当然、輸送費をかけてでも、セメントの材料として引き取ってもらったほうが得策だ。「木質バイオマス」は木のゴミをエネルギーに変換するというのだ。しかも、木を燃やしたときに発生する二酸化炭素は、周囲の森林の生長に伴って消費されるというのだ。
このため、森林を持続的に利用できれ、二酸化炭素の排出量は±0になるというのだ。そして、これを「カーボンニュートラル」と言うのだそうだ。温室効果ガスが増える中、二酸化炭素削減には大きな効果があるそうだ。
こう書くと、いいことばかりのようだが、実際には、各省庁の縦割り組織の弊害があり、規制が多すぎ、補助金の使い方にも制限があって、文字通りバラ色であるとは言えないそうだ。
今回の研修に参加して、思ったことは、国土のほとんどが山地である日本において、木材の利用が思い通りに進んでいないということだ。国産材は、安い外材に押されて採算に合わないらしい。
さらに、TPPに加盟して関税が撤廃されれば、この傾向はさらに強くなり、森林事業に従事する者は激減し、山林は荒廃するのではないかと思った。これは、国土の荒廃に繋がり、災害に弱い国になりかねないのだ。
もう一つ話を聞いていて感じたことは、補助金を出す側と補助金を必要としている側のミスマッチがあるのではないかと思った。机上で考えた計画が現場のニーズと乖離しているのではないかと思った。これは、いろんな分野で起きていることだが。
これを正すのが政治家ではないのか。しかし、事の全体像を把握していない者にこれらを求めるのは酷ではないのか。将来国家の中枢で働く者には現場での長期にわたる実践的な研修が不可欠であると感じた。

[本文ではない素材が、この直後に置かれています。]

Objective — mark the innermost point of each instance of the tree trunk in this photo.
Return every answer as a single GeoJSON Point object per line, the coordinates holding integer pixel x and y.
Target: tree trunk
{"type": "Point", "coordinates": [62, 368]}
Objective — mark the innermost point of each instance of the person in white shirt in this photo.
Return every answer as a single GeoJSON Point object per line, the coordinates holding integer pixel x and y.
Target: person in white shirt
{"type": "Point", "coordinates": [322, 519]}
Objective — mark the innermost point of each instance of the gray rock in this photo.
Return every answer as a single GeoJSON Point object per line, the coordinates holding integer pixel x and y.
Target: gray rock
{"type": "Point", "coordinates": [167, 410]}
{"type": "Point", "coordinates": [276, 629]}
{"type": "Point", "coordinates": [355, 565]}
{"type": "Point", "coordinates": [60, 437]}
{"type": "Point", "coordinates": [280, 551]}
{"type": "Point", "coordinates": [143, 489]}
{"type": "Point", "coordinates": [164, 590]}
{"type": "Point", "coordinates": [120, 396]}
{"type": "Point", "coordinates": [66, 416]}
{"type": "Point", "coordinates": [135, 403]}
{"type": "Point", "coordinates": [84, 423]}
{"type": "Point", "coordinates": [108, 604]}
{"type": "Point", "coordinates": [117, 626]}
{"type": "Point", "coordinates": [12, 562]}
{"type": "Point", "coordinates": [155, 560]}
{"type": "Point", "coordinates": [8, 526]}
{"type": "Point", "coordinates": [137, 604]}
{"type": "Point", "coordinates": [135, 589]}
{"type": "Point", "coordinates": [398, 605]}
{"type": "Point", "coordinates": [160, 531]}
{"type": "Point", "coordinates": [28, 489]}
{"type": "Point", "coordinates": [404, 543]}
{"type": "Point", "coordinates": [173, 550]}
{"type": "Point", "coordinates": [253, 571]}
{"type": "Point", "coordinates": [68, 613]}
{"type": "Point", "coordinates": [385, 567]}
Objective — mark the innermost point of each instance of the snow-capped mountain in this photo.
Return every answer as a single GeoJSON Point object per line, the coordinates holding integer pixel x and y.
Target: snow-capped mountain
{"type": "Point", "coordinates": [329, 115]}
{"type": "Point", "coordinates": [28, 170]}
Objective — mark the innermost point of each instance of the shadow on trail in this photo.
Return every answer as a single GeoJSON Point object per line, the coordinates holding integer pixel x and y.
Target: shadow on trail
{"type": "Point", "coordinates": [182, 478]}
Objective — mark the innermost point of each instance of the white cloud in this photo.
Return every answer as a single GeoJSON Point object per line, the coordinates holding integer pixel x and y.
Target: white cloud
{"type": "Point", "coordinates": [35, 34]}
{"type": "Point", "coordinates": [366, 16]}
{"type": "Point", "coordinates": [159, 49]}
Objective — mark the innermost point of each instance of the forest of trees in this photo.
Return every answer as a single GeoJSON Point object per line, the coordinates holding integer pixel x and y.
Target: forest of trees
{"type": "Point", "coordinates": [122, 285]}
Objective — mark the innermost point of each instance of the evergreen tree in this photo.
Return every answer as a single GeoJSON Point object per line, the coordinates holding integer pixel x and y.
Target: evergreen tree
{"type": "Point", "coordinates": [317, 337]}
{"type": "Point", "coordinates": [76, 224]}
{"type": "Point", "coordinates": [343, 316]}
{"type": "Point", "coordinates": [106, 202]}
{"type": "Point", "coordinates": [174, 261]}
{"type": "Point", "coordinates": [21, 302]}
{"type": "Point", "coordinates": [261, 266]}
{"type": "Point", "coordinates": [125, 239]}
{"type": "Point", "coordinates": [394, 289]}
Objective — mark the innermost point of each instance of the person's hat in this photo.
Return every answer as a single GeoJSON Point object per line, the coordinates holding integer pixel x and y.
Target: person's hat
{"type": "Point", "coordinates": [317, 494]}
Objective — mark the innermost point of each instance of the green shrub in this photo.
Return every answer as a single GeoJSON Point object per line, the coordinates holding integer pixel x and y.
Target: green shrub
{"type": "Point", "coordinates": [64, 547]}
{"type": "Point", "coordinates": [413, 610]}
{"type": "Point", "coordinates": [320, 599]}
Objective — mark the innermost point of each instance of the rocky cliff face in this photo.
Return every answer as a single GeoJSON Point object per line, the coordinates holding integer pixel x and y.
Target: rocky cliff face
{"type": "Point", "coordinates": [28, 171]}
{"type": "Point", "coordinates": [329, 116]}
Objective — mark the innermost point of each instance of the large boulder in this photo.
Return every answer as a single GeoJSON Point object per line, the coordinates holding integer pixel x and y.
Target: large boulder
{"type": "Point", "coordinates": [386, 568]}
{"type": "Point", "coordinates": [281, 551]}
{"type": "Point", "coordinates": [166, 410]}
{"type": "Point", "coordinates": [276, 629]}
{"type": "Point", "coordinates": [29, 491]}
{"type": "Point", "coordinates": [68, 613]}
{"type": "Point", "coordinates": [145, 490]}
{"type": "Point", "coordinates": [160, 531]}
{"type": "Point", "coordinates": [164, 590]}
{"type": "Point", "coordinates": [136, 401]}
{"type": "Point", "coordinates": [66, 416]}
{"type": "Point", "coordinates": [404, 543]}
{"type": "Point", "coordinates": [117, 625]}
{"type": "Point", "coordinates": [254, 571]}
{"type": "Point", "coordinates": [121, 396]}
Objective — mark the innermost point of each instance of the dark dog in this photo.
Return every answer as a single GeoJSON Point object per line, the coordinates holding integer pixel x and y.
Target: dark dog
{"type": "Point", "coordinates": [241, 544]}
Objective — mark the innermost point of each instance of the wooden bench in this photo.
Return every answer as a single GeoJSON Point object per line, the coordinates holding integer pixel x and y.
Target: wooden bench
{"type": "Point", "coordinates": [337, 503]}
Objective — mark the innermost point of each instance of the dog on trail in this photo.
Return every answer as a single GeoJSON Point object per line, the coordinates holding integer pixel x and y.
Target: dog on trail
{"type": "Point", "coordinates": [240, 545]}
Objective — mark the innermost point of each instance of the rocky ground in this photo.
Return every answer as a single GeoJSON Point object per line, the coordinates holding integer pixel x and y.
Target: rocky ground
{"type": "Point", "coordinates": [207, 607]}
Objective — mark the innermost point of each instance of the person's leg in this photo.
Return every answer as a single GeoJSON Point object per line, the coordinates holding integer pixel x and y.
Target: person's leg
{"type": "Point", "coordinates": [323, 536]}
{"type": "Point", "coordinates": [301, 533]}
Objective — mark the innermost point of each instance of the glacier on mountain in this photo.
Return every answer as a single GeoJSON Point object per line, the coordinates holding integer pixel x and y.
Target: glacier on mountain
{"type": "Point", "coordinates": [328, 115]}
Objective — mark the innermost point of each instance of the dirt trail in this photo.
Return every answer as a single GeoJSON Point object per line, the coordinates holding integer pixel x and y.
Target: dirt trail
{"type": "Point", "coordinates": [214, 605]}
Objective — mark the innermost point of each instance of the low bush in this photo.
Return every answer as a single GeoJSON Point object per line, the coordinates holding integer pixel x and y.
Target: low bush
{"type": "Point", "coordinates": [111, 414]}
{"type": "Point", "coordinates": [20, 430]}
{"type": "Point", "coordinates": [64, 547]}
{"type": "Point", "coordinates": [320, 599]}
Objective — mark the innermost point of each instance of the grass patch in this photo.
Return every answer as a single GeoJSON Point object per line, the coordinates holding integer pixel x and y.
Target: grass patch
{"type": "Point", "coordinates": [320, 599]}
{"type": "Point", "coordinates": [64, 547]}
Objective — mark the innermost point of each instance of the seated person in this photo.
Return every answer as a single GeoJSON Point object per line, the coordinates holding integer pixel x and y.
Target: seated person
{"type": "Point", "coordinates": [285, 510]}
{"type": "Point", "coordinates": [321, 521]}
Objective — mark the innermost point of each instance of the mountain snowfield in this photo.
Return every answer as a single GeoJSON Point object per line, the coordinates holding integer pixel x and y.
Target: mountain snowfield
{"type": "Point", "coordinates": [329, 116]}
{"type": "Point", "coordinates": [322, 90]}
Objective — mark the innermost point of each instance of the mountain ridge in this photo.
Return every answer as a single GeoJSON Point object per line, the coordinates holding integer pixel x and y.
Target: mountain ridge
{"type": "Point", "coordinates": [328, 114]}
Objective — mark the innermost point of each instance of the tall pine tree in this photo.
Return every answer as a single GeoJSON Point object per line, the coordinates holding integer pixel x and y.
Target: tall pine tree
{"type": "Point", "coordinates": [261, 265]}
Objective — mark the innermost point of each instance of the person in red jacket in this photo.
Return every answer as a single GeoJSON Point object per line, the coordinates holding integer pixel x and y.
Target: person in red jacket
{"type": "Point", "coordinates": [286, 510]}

全てが専門家になれとは言わないが、真の専門家もこれからの世の中には一定数必要ではなかろうか。2,3年であちこち部署を変わる職員ばかりでは、これからの世の中を動かすことができないのではなかろうか。
(日記 生産森林組合の研修会に参加。岐阜県白川町の『東濃ひのき製品流通協同組合』での視察研修。その後、道の駅『ピュアチェーレ』で昼食をとり、『日本昭和村』を視察研修。広大な敷地に昭和時代の学校や役場、わらぶき屋根の民家、商店などが点在していた。親子、孫達と一緒に来ても一日遊べそうな施設だった。楽しかったが考えることの多い研修でもあった。)